Anonymous Monk has asked for the wisdom of the Perl Monks concerning the following question:

Hi everybody! I have about 10_000 files and my program reads each of them from time to time. All files have the following structure: header length, header and body. It is strange but, reading length of the header takes about 0.012 sec (I uses simple code for it: read(HANDLE,$length,4)), reading header & body about 0.005. Readin 4 bytes takes more time than whole file. Why?

Replies are listed 'Best First'.
Re: Reading files too slow
by cdarke (Prior) on Jan 14, 2009 at 11:16 UTC
    Probably buffering and/or cache. On most systems there is on optimum chunk to be read from a disk, usually measured in kb rather than bytes. So, reading 4 bytes will probably read a lot more and that extra data will be held in a cache. With a small file it is quite possible that on the first read the entire file is held in cache or a buffer in memeory, so the second read is very fast.
Re: Reading files too slow
by BrowserUk (Patriarch) on Jan 14, 2009 at 11:59 UTC

    If you'rr re-reading files during a single run, and the files are smallish (say <= 50k average ), then it might makes sense to slurp (read the entire file as a single string) them into an array or hash. 10k * 50k == 500MB, which is well with the reach of most machines these days.
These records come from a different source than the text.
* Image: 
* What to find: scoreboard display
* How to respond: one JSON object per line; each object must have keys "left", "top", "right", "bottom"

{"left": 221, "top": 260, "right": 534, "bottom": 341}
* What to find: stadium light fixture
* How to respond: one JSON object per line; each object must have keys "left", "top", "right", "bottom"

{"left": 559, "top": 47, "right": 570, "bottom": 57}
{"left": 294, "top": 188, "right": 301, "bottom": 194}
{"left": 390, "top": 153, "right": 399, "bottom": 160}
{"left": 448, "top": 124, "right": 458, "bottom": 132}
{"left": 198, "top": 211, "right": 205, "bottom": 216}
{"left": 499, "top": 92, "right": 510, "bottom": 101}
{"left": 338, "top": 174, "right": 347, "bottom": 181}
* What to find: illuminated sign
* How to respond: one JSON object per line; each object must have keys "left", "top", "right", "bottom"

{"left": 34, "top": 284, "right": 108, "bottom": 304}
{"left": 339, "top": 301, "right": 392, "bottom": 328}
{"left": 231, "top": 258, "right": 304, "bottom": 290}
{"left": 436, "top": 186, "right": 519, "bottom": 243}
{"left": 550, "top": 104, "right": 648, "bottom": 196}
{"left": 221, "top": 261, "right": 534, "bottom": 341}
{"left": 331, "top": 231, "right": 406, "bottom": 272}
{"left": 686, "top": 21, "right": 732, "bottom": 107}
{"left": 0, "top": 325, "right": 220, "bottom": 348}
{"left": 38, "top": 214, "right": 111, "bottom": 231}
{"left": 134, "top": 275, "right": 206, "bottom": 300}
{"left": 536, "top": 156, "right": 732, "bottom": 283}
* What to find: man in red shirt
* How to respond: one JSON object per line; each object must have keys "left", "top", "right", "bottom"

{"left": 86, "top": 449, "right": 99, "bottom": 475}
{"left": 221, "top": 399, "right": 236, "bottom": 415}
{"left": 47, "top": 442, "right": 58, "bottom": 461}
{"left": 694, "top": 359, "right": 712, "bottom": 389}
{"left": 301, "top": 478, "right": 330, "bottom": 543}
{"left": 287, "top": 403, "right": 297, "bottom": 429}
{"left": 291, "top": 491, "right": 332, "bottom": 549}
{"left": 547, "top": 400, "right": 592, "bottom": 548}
    Examine what is said, not who speaks -- Silence betokens consent -- Love the truth but pardon error.
    "Science is about questioning the status quo. Questioning authority".
    In the absence of evidence, opinion is indistinguishable from prejudice.
Re: Reading files too slow
by tilly (Archbishop) on Jan 14, 2009 at 12:07 UTC
    The first read probably does 2 disk seeks (one to find out where the file is, one to red the file). The time for a disk seek is set by the rotation speed of your hard drive.

    When it does the first read it caches more of the file "just in case". So when you read the rest you're reading from cache, which is fast.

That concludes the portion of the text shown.